Dal mio lato: sono un libero professionista italiano e per le aziende svizzere emetto fattura come prestazione di servizi verso committente estero. Significa che la fattura arriva senza IVA italiana, come previsto dalla normativa per i servizi resi a imprese fuori dall'Unione Europea. Non paghi l'IVA italiana perché semplicemente non si applica.

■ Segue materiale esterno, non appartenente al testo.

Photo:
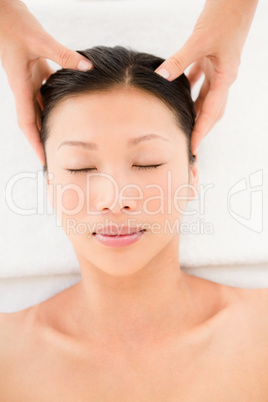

Dal tuo lato: ricevi una normale fattura da fornitore estero, da gestire secondo le regole svizzere. Per la maggior parte delle aziende ticinesi si tratta di una prassi già nota, perché i fornitori italiani nel canton Ticino sono tutt'altro che una rarità. Il tuo fiduciario o il tuo ufficio contabilità sapranno esattamente cosa farne; se hai dubbi specifici sull'eventuale imposta sull'acquisto di prestazioni dall'estero, è a loro che conviene chiedere, perché dipende dalla situazione della tua azienda.

Per il pagamento nessun problema: bonifico su IBAN italiano, in euro. Se preferisci ragionare in franchi, il preventivo può indicare entrambi gli importi al cambio corrente, così il budget resta leggibile.